Comorbidity Trajectory in Childhood Onset Epilepsy: A 15-Year Follow-Up
Abstract number :
2.473
Submission category :
6. Cormorbidity (Somatic and Psychiatric)
Year :
2023
Submission ID :
1361
Source :
www.aesnet.org
Presentation date :
12/3/2023 12:00:00 AM
Published date :
Authors :
Presenting Author: Rachel Friefeld Kesselmayer, MS – University of Wisconsin-Madison
Susan Smedema, PhD – University of Wisconsin-Smedema; Dace Almane, MS – University of Wisconsin-Madison; Malachy Bishop, PhD – University of Wisconsin-Madison; Brian Phillips, PhD – Utah State University; Bruce Hermann, PhD – University of Wisconsin-Madison; Jana Jones, PhD – University of Wisconsin-Madison
Rationale: The purpose of this study was to describe the trajectory of psychiatric and somatic comorbidity in individuals with childhood onset epilepsy at baseline and 15 years post-epilepsy diagnosis.
Methods: Children with uncomplicated childhood onset epilepsy (age 8-18) (i.e., without intellectual disability or neurological impairment) were evaluated at baseline within 12 months of epilepsy diagnosis and 15 years later. At baseline, the Kiddie Schedule for Affective Disorders and Schizophrenia (K-SADS) was completed to assess current and lifetime psychiatric diagnoses consistent with the DSM-IV. At 15-year follow-up participants (now age 22-34), participated in a psychiatric interview using the Mini International Neuropsychiatric Interview (MINI).
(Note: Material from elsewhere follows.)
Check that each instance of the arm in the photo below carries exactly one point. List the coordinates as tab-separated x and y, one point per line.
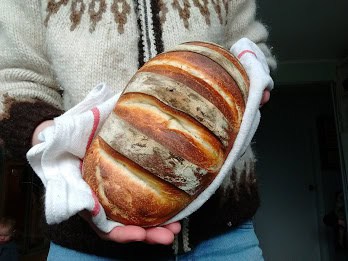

Medical comorbidity data at baseline were collected via interview and via online survey 15 years later. McNemar tests and binomial logistic regression compared persons with epilepsy to controls at baseline and follow-up.
Results: A total of 74 individuals, 30 with epilepsy and 44 healthy controls participated in both baseline and 15 year follow-up evaluations. Focal or generalized epilepsy was diagnosed in 52% and 48% of participants, respectively. At initial evaluation 70% of children with epilepsy presented with any lifetime psychiatric or somatic comorbidity; 57% with psychiatric only; 3% with somatic only; and 1% with both. Among healthy controls 39% presented with any lifetime psychiatric or somatic comorbidity; 34% with psychiatric only; 2% with somatic only; and 2% with both. A diagnosis of epilepsy served as a risk factor for any current psychiatric or somatic comorbidity (odds ratio [OR] = 3.71; 95% CI: 1.38-9.96) and any psychiatric comorbidity (odds ratio [OR] = 3.50; 95% CI: 1.32-9.29) at baseline. At follow-up, any lifetime psychiatric or somatic comorbidity was present among 90% of individuals with epilepsy; 39% psychiatric only; 11% somatic only; and 44% both. Among healthy controls, 73% had any lifetime psychiatric or somatic comorbidity; 29% psychiatric only; 7% somatic only; and 35% both. While epilepsy was no longer a significant predictor of comorbidity at follow-up, significant increases in rates of comorbidity within groups between time points were identified. Tables 1 and 2 depict specific rates of psychiatric and somatic comorbidity.
Conclusions: Comparing individuals with childhood onset epilepsy to controls at baseline and 15 year follow-up, results from this study implicate the importance of early identification and treatment of comorbidity at time of epilepsy diagnosis. As psychiatric and somatic rates of comorbidity persist and increase, continued monitoring and treatment remains a priority 15 years later. Further investigation is warranted to determine factors associated with increased rates of psychiatric and somatic comorbidity 15 years post-epilepsy diagnosis.